I prod Alex, desperately searching for some semblance of interest. “I was surprised to hear so many American terms in your set?”
“Yah…” he trails off, lost in thought, eventually coming back to me (I haven’t breathed). “I don’t change anything for international shows. I’m actually practicing a new set right now…” In a shocking burst of energy he steps to a table littered by discarded coffee cups and a kettle. A folded white paper sits next to puddles of spilled water. He stares at the print-out which I determine to be his script notes, forgetting me completely. He thinks I’m a freak! I decide. Must legitimize!
“I wrote this book,” I practically scream, pulling a newly signed copy from my bag like Harry Potter brandishes his wand. “It’s really funny! I mean, that’s what people say.” Alex stares at the book like it’s written in Chinese. “It’s for Americans in the UK,” I whisper.
“I live in New York,” he says.
“Oh…well…it’s still funny.”
He grabs the book from my outstretched hand. “Cool, thanks, I’ll try to take a look at it.
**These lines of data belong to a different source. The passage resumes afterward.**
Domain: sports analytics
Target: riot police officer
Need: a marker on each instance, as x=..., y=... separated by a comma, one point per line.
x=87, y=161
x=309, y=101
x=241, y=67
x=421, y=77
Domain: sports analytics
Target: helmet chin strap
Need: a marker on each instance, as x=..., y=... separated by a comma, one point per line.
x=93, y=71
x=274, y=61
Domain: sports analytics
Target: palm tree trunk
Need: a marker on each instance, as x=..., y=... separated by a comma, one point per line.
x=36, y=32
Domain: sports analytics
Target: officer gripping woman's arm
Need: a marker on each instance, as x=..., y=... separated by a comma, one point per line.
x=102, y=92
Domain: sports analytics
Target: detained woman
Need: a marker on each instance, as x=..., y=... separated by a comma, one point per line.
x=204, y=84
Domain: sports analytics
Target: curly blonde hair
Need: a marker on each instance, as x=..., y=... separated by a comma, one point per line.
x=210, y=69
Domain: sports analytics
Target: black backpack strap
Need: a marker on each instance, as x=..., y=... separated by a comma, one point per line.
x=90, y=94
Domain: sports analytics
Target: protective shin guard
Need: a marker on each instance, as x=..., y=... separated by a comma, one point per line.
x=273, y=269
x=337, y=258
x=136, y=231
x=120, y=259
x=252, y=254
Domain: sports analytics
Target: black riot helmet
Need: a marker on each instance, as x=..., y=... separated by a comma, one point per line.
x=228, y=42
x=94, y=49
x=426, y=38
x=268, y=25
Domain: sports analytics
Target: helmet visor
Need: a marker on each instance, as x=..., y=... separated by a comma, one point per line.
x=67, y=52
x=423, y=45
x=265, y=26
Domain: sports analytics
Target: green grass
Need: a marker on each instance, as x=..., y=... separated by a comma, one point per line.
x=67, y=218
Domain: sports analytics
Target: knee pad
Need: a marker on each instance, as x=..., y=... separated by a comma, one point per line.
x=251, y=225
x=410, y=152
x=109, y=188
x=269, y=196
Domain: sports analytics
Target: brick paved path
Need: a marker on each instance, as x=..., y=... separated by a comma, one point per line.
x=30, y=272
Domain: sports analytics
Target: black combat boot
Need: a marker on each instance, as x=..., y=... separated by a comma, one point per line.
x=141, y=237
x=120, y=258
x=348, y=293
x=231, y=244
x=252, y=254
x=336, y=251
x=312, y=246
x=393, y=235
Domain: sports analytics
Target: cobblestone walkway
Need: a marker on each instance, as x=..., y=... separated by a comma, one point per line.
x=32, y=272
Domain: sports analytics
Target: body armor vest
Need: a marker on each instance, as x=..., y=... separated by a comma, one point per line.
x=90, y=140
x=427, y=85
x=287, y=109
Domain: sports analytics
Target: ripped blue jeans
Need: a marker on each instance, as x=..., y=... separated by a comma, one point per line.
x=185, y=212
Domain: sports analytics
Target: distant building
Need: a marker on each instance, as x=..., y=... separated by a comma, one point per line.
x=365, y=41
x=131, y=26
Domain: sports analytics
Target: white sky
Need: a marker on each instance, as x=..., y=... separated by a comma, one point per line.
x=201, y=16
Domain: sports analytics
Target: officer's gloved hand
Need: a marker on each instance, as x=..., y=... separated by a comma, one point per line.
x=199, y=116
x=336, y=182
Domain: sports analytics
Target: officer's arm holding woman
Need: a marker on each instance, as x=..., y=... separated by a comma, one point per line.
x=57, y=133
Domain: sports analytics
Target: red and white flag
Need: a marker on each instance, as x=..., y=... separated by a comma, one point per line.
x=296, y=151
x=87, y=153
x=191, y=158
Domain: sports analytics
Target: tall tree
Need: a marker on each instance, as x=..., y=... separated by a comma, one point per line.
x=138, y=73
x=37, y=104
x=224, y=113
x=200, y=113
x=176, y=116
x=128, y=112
Yah, I’ll read it, okay. Thanks a lot.” His back turns, setting the book set on table and diverting his eyes to the script.
My brain explodes. Mayday! Mayday! I did NOT just GIFT my book to HIM! Oh. My. God. That book is worth £15! It’s a signed copy! He doesn’t even LIVE in the UK! He isn’t even talking to me! He won’t even read it! Who is this guy, what am I thinking, I’m practically bleeding money here. What do I do, I can’t just TAKE IT BACK?! This is NOT funny.
So I say, “Great! Okay, so, cool. Yah, here’s my card, you have my details, take a look and get in touch! You were great, thanks again, good luck. I like your T-shirt! Okay, see ya’ later!”
I don’t think Alex looks at me as he mumbles goodbye. I flee like a refugee. My heart pounds, straining my leather jacket. I cannot believe that I just gave my book to Alex Edelman. I won’t even give my book to my grandmother! Here I am, someone who came out of their mother’s womb saying “I want” and “No,” and yet I am incapable of setting a boundary with this hilarious yet relatively undiscovered comedian. Render me dumbfounded. I walk away in a daze, find a concert to disappear into, and tell no one. Until I write this story, of course.
One time, at Port Eliot Festival 2015, I enticed a comedian to unwittingly steal my book. He became a comedic criminal. It was a crime of comedy, a coup de comédie... A really ridiculous incident. Port Eliot 2015, people: The saga continues.